During this year’s EU Code Week celebrations, we used the equipment purchased as part of Laboratories of the Future. Our school has been enriched with, among others, micro:bit microcontrollers micro:bit, Photon robots and new mBot robots, so we used it during our classes. First, I created a series of short instructional videos that introduced students to coding micro:bit in the MakeCode app. More projects were created very quickly by students. We could see projects presenting a dice roll, temperature measurement, simple math calculations or gifs. Students also became coding ambassadors as they showed students in other classes the possibilities of the microcontrollers. They had a lot of fun creating and presenting projects that allowed them to measure light intensity at various places of our school or using microcontrollers in the school hall to count steps.

Students of the seventh grade took care of the new Photon robots. Although some of them  already had the opportunity to work with these robots, opening new boxes, installing software and getting the robots ready for work gave them great joy. It was a real pleasure to watch them engage. They discovered the possibilities of robots themselves, created their first projects while having fun. Next they proceeded to create more complicated projects, using movement, changes of direction, changes of colors, sounds. I asked the students to create a robotic dance together and they found the proposal an interesting challenge. First, they chose the music. It was not easy, each student proposed a different piece of music but the one that won was “The Second Waltz”. Creating this waltz together was a great training of social skills and communication between children. The simultaneous movement of several robots and time matching was a problem that all teams worked hard to overcome together. The children discussed, checked the projects, improved them, to finally finish the work and record the joint achievement.

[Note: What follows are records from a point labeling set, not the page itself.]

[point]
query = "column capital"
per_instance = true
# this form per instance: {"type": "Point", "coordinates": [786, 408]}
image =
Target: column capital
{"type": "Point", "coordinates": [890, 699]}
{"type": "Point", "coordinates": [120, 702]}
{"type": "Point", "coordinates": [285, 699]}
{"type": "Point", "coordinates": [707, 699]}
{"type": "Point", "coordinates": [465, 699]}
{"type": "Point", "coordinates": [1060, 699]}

I was proud of my students because they did everything from the beginning by themselves. They were also my teachers in a sense. I don’t think they even realize how much they’ve learned from it. These were really classes that developed 21st century skills.

Iwona Kowalik is a Maths and Computer classes teacher in Primary School No 16 in Wrocław. She is a Scientix Ambassador and Code Week Leading Teacher inPoland. She is involved in promoting STEAM by organizing many events and international projects.